Before 1,000 business, community and political leaders, Governor Kitzhaber today gave a progress report on the Oregon Business Plan, called for a continuation of education and healthcare transformation, and outlined a series of next steps intended to grow Oregon's economy.
The Governor acknowledged that while too many Oregonians remain out of work, Oregon has made progress since January, including an upgrade on Oregon's credit rating to AA+, passage of SB 766 to speed up permitting for industrial property, the successful launch of Oregon's National Career Readiness Program, and the implementation of Regional Solution Teams throughout the state.
The Governor called on business, community and political leaders to continue building on Oregon's education and health care transformation efforts in the upcoming legislative session. During the 2011 session, the Legislature passed:
* SB 99, establishing the state health care insurance exchange.
* HB 3650, establishing a pathway to transform the health care delivery system for 600,000 people on the Oregon Health Plan.
* SB 909 and SB 242, aligning funding and governance across the full continuum of education from early childhood services through K-12 and post-secondary education and training.
The Governor outlined next steps on improving Oregon's economic footing, including
* Proposing the Invest Oregon Act to allow the state to leverage a small amount of public resources to encourage a greater level of private investment in Oregon.
* Rethinking revenue policy to ensure that Oregon's tax policy is more rational and equitable; adequate to invest seriously in public education and workforce development; and aligned with the state's long-term economic development objectives.
* Continuing to ensure a sustainable economy to truly move away from a boom/bust economic cycle that depletes Oregon's natural capital and leaves the state highly vulnerable to fluctuations in the national and global economies.
"I vowed to focus on three priorities from day one of my administration. First, I wanted to ensure that the state would be an effective partner getting the private sector economy going again for big companies and small entrepreneurs alike -- and to set the stage for breaking the boom bust cycle that has plagued us for decades. Second, I wanted to transform our health care system to reduce the opportunity costs involved with spending an ever growing portion of our resources on this one sector alone. Third, I wanted to transform our system of public education to create a skilled workforce capable of competing and excelling in the global economy of the 21st century.
One year later, I believe we have made significant progress. And while too many Oregonians still remain out of work and facing uncertainty, we will emerge from this recession stronger and better positioned for the future.
Lost in the headlines about the European debt crisis and the failed Super Committee is the fact that we are creating jobs in Oregon. So far this year we have created over 18,000 jobs -- and we are still working hard to meet the Oregon Business Plan goal of 25,000 jobs by the end of the year. And believe it or not, unemployment is lower in Hood River, Boardman and Corvallis than in the Portland metropolitan area. Why?
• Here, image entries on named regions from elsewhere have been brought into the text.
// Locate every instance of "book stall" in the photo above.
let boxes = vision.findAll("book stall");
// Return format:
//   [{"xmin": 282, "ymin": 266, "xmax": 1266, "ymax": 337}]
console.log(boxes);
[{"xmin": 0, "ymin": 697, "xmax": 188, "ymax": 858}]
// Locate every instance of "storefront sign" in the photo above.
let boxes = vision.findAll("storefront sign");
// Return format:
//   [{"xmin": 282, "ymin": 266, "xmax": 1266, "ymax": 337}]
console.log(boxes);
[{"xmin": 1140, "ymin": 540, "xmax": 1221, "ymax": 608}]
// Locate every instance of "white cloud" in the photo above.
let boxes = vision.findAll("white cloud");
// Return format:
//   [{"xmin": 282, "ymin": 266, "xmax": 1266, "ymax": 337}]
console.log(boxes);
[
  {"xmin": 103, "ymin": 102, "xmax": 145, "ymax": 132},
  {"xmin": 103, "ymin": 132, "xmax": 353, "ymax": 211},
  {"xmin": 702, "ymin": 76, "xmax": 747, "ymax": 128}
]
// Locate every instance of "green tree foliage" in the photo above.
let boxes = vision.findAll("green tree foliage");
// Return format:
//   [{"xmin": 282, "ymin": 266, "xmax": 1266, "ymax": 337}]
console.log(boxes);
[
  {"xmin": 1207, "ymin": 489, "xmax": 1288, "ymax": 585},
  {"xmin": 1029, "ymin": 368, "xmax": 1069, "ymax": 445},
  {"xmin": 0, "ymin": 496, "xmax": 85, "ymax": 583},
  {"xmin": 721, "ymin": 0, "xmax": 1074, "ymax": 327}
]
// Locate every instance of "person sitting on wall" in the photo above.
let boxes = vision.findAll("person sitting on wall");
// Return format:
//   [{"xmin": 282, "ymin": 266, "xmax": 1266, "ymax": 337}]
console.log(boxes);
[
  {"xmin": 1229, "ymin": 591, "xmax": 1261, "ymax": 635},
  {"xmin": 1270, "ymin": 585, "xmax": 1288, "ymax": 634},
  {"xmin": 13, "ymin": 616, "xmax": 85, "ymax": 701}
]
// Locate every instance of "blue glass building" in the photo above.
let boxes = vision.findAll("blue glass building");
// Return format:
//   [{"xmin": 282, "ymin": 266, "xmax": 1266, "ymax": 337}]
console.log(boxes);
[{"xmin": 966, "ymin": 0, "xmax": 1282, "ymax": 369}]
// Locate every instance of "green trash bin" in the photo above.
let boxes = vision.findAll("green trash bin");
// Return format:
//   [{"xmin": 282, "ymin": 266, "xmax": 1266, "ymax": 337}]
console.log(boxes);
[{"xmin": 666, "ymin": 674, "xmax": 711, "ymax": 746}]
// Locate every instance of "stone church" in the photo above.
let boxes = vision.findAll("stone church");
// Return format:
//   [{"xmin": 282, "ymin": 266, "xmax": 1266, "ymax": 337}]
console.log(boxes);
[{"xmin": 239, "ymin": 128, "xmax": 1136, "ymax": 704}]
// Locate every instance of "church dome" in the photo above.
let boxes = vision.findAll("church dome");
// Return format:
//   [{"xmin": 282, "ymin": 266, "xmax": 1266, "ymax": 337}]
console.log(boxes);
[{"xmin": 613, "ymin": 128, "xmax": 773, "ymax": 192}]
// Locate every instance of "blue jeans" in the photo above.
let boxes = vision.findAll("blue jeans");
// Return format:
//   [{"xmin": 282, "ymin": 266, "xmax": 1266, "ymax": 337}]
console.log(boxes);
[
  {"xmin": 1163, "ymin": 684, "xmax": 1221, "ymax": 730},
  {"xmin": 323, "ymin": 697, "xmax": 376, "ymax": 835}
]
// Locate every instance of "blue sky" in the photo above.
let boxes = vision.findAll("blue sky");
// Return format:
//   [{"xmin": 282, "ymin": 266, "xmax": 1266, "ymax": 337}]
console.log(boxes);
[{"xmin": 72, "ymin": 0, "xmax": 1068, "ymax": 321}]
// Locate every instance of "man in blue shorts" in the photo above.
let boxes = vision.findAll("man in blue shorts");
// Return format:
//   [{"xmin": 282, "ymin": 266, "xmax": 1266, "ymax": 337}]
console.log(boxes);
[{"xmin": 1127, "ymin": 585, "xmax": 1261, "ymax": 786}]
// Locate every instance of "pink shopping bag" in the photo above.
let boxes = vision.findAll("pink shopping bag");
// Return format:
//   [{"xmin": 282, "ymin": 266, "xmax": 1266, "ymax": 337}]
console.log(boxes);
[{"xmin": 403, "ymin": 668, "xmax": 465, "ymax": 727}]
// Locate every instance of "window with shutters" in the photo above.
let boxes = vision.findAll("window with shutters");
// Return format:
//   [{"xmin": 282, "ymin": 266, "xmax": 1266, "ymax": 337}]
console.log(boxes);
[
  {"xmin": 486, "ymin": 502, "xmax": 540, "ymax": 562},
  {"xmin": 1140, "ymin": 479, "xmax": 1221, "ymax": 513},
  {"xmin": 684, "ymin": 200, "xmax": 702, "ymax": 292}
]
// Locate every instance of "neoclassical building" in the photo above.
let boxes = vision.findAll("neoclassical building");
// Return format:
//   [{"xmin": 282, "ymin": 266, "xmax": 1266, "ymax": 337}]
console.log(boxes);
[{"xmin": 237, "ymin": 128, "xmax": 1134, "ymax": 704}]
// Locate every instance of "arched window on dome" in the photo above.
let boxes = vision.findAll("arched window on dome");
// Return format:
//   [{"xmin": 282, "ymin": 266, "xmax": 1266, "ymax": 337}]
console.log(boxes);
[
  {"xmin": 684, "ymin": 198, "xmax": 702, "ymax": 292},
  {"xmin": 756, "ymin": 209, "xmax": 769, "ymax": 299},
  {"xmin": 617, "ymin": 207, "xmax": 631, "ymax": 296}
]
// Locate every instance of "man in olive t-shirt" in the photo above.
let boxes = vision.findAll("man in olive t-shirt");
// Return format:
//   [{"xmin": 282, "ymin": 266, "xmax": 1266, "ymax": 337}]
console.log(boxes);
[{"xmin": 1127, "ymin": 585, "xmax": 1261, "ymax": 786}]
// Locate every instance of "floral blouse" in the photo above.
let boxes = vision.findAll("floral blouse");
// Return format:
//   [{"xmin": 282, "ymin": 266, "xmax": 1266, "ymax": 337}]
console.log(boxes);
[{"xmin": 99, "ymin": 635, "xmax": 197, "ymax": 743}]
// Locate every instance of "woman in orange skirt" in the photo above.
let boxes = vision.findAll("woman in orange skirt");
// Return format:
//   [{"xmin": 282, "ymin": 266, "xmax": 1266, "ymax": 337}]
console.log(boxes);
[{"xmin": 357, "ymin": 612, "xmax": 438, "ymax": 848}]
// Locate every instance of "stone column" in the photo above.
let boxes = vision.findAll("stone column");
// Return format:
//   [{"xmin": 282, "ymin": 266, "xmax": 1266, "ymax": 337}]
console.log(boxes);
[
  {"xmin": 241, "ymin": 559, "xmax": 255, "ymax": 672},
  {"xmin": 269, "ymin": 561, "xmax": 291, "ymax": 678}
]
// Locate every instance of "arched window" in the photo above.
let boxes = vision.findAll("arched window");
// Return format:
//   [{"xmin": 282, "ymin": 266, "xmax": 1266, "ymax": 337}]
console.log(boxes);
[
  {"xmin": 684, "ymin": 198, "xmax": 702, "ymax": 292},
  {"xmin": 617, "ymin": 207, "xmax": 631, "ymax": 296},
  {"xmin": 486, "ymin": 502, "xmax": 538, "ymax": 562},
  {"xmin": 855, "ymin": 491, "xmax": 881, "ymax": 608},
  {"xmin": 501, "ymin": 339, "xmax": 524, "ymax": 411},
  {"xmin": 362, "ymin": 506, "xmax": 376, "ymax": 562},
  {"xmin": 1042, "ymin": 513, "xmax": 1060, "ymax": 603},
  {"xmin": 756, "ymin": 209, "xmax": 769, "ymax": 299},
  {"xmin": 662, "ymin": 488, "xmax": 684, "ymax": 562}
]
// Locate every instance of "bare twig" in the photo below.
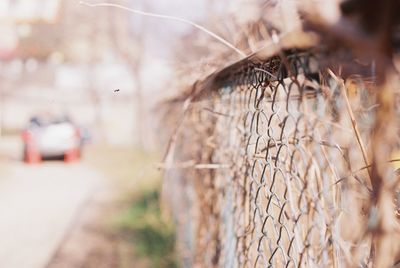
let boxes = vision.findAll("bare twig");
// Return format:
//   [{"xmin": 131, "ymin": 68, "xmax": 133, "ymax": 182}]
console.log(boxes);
[
  {"xmin": 79, "ymin": 1, "xmax": 246, "ymax": 57},
  {"xmin": 328, "ymin": 69, "xmax": 372, "ymax": 180}
]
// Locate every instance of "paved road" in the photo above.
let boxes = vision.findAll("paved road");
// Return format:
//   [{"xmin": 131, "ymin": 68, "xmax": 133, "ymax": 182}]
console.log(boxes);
[{"xmin": 0, "ymin": 161, "xmax": 102, "ymax": 268}]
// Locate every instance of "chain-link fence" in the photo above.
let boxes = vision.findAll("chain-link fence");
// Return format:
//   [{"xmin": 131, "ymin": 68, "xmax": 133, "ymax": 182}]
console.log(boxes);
[{"xmin": 165, "ymin": 39, "xmax": 400, "ymax": 267}]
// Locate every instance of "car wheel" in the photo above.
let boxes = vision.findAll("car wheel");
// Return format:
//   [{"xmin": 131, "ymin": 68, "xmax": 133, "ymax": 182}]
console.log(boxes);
[{"xmin": 64, "ymin": 149, "xmax": 80, "ymax": 163}]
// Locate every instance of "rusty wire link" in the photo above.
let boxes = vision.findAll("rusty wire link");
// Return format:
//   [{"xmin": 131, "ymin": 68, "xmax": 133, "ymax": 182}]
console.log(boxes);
[{"xmin": 163, "ymin": 49, "xmax": 400, "ymax": 267}]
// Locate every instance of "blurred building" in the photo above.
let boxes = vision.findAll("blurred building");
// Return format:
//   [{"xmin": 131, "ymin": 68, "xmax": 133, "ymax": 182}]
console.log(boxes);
[{"xmin": 0, "ymin": 0, "xmax": 136, "ymax": 142}]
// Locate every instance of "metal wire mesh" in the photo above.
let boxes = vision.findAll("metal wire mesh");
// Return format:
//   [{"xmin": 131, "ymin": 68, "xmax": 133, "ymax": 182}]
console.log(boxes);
[{"xmin": 166, "ymin": 47, "xmax": 400, "ymax": 267}]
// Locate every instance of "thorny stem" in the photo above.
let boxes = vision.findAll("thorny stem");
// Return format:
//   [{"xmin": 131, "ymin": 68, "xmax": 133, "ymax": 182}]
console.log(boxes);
[{"xmin": 79, "ymin": 1, "xmax": 247, "ymax": 57}]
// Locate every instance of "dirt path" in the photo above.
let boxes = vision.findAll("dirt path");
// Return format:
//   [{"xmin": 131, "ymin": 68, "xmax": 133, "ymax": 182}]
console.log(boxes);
[{"xmin": 0, "ymin": 161, "xmax": 104, "ymax": 268}]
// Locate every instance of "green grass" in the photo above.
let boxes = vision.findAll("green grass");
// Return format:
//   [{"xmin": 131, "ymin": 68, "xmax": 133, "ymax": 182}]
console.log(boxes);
[
  {"xmin": 117, "ymin": 189, "xmax": 177, "ymax": 267},
  {"xmin": 84, "ymin": 145, "xmax": 177, "ymax": 267}
]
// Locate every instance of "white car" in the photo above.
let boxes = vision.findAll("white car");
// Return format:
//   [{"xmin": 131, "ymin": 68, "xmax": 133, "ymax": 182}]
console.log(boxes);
[{"xmin": 22, "ymin": 117, "xmax": 81, "ymax": 163}]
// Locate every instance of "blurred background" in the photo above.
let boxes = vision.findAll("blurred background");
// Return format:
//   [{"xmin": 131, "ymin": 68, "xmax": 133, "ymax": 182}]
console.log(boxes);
[{"xmin": 0, "ymin": 0, "xmax": 228, "ymax": 267}]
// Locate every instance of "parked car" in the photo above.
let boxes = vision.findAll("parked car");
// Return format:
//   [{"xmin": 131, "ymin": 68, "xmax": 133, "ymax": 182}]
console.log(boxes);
[{"xmin": 22, "ymin": 116, "xmax": 82, "ymax": 163}]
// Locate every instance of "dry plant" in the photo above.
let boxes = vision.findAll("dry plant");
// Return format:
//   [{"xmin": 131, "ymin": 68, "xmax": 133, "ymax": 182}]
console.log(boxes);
[{"xmin": 159, "ymin": 0, "xmax": 400, "ymax": 267}]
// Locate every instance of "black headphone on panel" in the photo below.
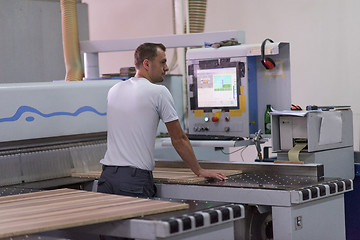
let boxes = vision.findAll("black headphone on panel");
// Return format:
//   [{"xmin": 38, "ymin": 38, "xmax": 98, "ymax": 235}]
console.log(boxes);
[{"xmin": 261, "ymin": 38, "xmax": 276, "ymax": 70}]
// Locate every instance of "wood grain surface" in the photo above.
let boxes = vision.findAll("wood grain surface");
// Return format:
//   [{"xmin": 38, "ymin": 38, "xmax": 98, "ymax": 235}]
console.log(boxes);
[
  {"xmin": 72, "ymin": 168, "xmax": 242, "ymax": 183},
  {"xmin": 0, "ymin": 189, "xmax": 188, "ymax": 238}
]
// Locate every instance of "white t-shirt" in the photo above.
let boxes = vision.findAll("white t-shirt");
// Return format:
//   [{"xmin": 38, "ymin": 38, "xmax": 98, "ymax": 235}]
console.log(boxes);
[{"xmin": 100, "ymin": 78, "xmax": 178, "ymax": 170}]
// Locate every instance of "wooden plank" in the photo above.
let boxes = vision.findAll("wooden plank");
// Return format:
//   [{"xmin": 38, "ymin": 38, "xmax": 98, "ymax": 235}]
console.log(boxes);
[
  {"xmin": 0, "ymin": 189, "xmax": 188, "ymax": 238},
  {"xmin": 72, "ymin": 168, "xmax": 242, "ymax": 183}
]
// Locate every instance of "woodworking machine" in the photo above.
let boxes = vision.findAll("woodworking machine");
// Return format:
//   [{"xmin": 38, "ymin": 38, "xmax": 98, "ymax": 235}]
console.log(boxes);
[{"xmin": 0, "ymin": 43, "xmax": 353, "ymax": 240}]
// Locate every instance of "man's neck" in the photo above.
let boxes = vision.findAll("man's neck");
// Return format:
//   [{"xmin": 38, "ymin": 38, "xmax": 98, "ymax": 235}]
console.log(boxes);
[{"xmin": 134, "ymin": 72, "xmax": 151, "ymax": 82}]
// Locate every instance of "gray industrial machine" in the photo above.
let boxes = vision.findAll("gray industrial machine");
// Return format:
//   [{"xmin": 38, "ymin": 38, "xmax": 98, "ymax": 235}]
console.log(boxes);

Because we have islands of innovation in both urban and rural communities that are tapping into Oregon's natural assets and market advantages in new and creative ways.
From biomass energy entrepreneurs at the Port of Morrow creating jobs that pay 150 percent of local wage rates -- to the cutting edge, home grown companies that will emerge from the Oregon Nanoscience and Microtechnologies Institute in Corvallis -- an economy of innovation is emerging in Oregon. It is our best hope for the future because it is locally-driven and rooted in our strengths -- from our solid base in agricultural, forest and advanced manufacturing industries; to promising technology research and development; to our strategic location on the Pacific Rim with access to burgeoning Asia markets.
State government can and must play the role of accelerator and barrier buster for this emerging economy of innovation.
That role is multi-faceted -- and begins with the basics -- like our success passing a balanced budget, which in turn was cited by Standard and Poor's as a prime reason to upgrade Oregon's credit rating to AA+. And that budget includes reserves that are cushioning the blow to Oregonians in need of essential services in a time of ongoing economic uncertainty.
To truly move away from a boom/bust economic cycle that depletes our natural capital and leaves us highly vulnerable to fluctuations in the national and global economies we must continue to develop a more sustainable economy based on the following goals -- which I would like to incorporate into the evolving framework of the Oregon Business Plan.
Create and retain economic activity and family wage jobs while reducing our carbon footprint and restoring our natural environment.
Expand our manufacturing sector to reduce our need to import goods and services.
Minimize the export of our raw materials and maximize the export of value added products and advanced manufactured products.
Minimize the need for imported energy.
Keep capital circulating in our state through local sourcing and supply chains.
While it won't be easy -- I am optimistic about Oregon's future. With you help, we can weather this economic challenge, and we can do it without losing our sense of community, without losing our commitment to one another, and emerge stronger and more united that where we began."